So sorry Kimmy  , take it easy hunny xx


----------



## bbeauty (Jan 9, 2012)

Am so sorry Kimmy too, its awful when AF arrives full stop but just before OTD is worse I found. I really feel for you, Hang in there. Sending  


xx


----------



## goingcrazy78 (Sep 6, 2011)

so sorry kimmy  
sugersweet i had a medicated fet hun my clinic prefered to do that but i to suspect the drugs dont like me i got pregnant with both mine whilst on the pill so i was obviously fertile n healthy i did bleed heavy in both pregnancies iam going to ask at my follow up about the possibikity that my tubes my contain harmfull fluid with them being tied yes hun i had an attempted reversal but it was unsucsessful there wasnt enough healthy tube to cut n tie bk togetger have a feeling if they could of done it for would have our baby by now though my fingers are firmly crossed fir u hun a hatching blasty is a good chance x


----------



## sugarsweet (Dec 27, 2011)

goingcrazy78 said:


> so sorry kimmy
> sugersweet i had a medicated fet hun my clinic prefered to do that but i to suspect the drugs dont like me i got pregnant with both mine whilst on the pill so i was obviously fertile n healthy i did bleed heavy in both pregnancies iam going to ask at my follow up about the possibikity that my tubes my contain harmfull fluid with them being tied yes hun i had an attempted reversal but it was unsucsessful there wasnt enough healthy tube to cut n tie bk togetger have a feeling if they could of done it for would have our baby by now though my fingers are firmly crossed fir u hun a hatching blasty is a good chance x


ummm some thing you just said there has made me think when i had my EC they said they had to drain some fluid of my tube this is how they new i had been sterlized i wounder if this may of affected my ivf cycle ? x


----------



## goingcrazy78 (Sep 6, 2011)

possibility hun cause if u research a bit about failed implantation it tells you about fluid that buils up in blocked tubes then leaks into the womb maybe worth an ask x


----------



## josie37 (Aug 18, 2012)

Going crazy and kimmy - so sorry about your result this time round..really hope things work out for you in the future

Hi to everyone else and hope you are hanging in there

I've had an ok day today whereas yesterday I couldn't stop crying..so hard to know what to expect next with this whole thing!

x


----------



## sugarsweet (Dec 27, 2011)

just read that makes sense i know they said they drained it all but put's a lot in place now, ie whos two say they got it all or that it had not all ready got in to my womb or that i did not get another build up after and after a 3 day transfer my womb would not of been setteld i'm sure i will ask when i go for my scan in 2 weeks thank you for that x


----------



## rachel petch (Sep 7, 2010)

Morning ladies

I hope you're all well?, well, my mood seems a little brighter today! I was so very hot in the night, like just before. Af due, so I was expecting to be bleeding, but gladly no. So another day of knicker watching   I'm at work so I'm busy, take my mind off things.
I had quite a few cramps last night too, so thought af was on her way!
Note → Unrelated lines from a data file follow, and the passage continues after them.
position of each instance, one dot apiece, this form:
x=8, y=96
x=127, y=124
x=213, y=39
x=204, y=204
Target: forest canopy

I hope for lots of positivity today........ Come on girls! PMA PMA PMA !


----------



## ClarissaN (Jan 1, 2012)

Lots of positive thoughts for everybody today  

I keep checking in on various posts and thinking "Goodness, your two week wait seems to be lasting blooming AGES" and then I remember I am on mine (I keep forgetting!) and I have soooooo much longer left! 
I have never known time to drag as much as it has done this year with waiting, waiting, waiting. 

Anyway, Happy Thursday everyone x


----------



## rachel petch (Sep 7, 2010)

Clarissa, I m having to wait 16 days as I had a 2 day embryo transfer, and an extra hormone jab, so it needs to be that long, to make sure the hormone is outta my system, so yes it's a bloody long wait! Only 3 more sleeps for me!   af stays away!!!!!!!!! Good luck with your cycle and a brisk 2ww for you xx


----------



## ClarissaN (Jan 1, 2012)

Hi Rachel

I'm waiting 18 days and have an extra jab tomorrow at midnight - no idea what for so I'm glad to find another human person that is having an extra one too!!


----------



## rachel petch (Sep 7, 2010)

As far as I know Clarissa, the one I had was to stop your endometrium from shedding, just more support, I think! I do hope that has answered this properly? Xxx


----------



## yokumoku (Nov 9, 2011)

Kimmy sorry to hear about your news, please hang on in there and giving you a massive cyber   xx


----------



## magicalbabydust (Jul 15, 2012)

Sugar sweet - no words can describe or help i know but but so much   to you Hun.

Josie - hang in there. Maybe your upset was all your racing hormones! 

I was so hot again last night, woke with AF cramps but they have lucky gone now. Today-sat would be my normal AF time. I'm now cold... Must go no get more jumpers on!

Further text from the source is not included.